Question Statement:-
If $p,q,r$ be in H.P. and $p$ and $r$ are of same sign, prove that the roots of the equation $px^2+2qx+r=0$ will be imaginary.
My solution:-
As $p,q,r$ are in H.P. then the relation b/w the three is as follows: $$q=\dfrac{2pr}{p+r}$$
Now consider the discriminant of the equation $px^2+2qx+r=0$.
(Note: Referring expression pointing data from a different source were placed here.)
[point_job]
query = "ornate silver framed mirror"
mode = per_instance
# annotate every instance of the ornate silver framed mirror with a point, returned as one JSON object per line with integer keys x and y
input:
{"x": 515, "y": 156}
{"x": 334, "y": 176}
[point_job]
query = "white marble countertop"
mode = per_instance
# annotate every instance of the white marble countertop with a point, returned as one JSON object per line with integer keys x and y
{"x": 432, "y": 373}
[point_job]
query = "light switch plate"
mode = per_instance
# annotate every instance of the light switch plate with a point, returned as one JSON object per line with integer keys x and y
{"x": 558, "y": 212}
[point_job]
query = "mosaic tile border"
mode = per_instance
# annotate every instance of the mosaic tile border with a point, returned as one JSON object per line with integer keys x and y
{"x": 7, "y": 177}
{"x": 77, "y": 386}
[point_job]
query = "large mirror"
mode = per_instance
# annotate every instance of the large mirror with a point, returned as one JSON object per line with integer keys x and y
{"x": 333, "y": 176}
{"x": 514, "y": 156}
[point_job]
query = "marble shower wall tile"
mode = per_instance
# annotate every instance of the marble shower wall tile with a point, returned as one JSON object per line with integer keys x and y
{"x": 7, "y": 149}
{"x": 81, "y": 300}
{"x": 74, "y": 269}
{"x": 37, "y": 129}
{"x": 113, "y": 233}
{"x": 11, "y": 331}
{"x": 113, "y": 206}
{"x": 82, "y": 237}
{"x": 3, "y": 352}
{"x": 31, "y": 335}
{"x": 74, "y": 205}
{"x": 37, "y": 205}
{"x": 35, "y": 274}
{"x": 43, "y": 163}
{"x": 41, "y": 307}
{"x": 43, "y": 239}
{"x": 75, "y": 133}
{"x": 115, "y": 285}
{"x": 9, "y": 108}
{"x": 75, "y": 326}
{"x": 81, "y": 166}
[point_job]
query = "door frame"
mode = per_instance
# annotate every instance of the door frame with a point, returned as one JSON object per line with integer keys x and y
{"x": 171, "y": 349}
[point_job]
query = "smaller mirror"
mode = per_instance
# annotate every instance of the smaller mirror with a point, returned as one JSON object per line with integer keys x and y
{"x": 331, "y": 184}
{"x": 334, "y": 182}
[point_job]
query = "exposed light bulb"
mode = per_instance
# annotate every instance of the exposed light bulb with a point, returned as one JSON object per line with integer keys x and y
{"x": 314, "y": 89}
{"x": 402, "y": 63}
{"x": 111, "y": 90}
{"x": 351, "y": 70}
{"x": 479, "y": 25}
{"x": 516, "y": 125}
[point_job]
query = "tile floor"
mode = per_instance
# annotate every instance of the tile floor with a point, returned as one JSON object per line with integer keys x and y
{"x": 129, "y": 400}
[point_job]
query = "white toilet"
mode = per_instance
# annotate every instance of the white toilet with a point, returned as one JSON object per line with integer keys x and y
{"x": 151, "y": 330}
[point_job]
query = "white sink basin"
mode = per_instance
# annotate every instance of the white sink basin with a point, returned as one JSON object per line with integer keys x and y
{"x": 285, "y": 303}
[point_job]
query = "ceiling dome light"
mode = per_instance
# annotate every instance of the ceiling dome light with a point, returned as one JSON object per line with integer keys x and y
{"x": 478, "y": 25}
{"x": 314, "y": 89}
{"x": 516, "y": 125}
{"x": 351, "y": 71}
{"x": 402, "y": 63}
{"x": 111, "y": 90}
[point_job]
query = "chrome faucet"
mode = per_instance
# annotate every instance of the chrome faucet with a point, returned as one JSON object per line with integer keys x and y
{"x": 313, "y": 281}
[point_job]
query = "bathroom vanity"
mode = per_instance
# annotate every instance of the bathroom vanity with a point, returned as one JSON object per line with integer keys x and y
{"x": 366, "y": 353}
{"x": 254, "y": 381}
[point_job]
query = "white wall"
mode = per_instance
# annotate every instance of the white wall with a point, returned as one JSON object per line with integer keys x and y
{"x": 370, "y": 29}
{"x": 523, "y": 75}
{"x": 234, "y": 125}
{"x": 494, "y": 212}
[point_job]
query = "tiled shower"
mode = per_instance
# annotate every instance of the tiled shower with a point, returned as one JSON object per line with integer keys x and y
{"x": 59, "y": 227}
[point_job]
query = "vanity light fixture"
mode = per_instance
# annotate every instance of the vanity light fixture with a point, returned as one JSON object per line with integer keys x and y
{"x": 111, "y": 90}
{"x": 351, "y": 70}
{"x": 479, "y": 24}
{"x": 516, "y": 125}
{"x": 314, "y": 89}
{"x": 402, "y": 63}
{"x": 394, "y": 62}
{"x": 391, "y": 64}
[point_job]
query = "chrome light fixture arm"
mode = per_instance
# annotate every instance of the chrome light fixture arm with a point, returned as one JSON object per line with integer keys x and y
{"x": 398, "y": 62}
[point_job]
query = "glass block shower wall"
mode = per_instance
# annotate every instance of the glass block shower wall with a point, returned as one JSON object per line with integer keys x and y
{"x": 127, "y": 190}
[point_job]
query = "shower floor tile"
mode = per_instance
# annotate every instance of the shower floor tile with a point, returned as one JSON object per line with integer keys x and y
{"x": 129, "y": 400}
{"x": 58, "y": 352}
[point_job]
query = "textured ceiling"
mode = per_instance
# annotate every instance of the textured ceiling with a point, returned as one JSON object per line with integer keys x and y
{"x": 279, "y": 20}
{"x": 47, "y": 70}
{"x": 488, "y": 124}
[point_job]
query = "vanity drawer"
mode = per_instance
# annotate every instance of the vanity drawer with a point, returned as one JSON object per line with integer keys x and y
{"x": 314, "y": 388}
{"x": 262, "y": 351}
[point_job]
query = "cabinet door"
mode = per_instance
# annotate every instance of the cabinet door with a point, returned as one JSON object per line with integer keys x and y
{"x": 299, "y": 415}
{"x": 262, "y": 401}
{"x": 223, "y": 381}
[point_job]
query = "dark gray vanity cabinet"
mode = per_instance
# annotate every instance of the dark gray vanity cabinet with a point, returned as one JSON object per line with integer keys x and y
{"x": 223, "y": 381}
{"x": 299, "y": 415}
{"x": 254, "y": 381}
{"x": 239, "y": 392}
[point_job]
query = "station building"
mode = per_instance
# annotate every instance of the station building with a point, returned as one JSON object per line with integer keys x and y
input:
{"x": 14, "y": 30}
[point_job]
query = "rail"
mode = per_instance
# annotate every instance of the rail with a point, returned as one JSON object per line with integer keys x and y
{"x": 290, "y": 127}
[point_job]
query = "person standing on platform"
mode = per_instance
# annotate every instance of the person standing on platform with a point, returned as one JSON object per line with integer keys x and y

We get, $D=4q^2-4pr=4(q^2-pr)=4\left(\dfrac{4p^2r^2}{(p+r)^2}-pr\right)=-4pr\left(\dfrac{p-r}{p+r}\right)^2$
Now, as it is given that the sign of $p$ and $r$ is same, so $\boxed{pr\gt0}$ and as $p,q,r$ can be same too so we get $D\le0$
We can obviously see that the roots can be equal (and hence real too) or imaginary with the conditions given in the question.
Is it that the question misses to include the point that $p,q,r$ should be distinct.
For a quadratic equation:
$$\text{a}x^2+\text{b}x+\text{c}=0\space\Longleftrightarrow\space x=\frac{-\text{b}\pm\sqrt{\text{b}^2-4\text{a}\text{c}}}{2\text{a}}$$
So, when ($\text{r}=\text{c}$ and $\text{p}=\text{a}$):
$$\text{q}=\text{b}=\frac{4\text{a}\text{c}}{\text{a}+\text{c}}$$
We get, for the quadratic solution:
$$x=\frac{-\frac{4\text{a}\text{c}}{\text{a}+\text{c}}\pm\sqrt{\left(\frac{4\text{a}\text{c}}{\text{a}+\text{c}}\right)^2-4\text{a}\text{c}}}{2\text{a}}=-\frac{2\text{c}}{\text{a}+\text{c}}\pm\frac{\sqrt{-\frac{\text{a}\text{c}\left(\text{a}-\text{c}\right)^2}{\left(\text{a}+\text{c}\right)^2}}}{\text{a}}$$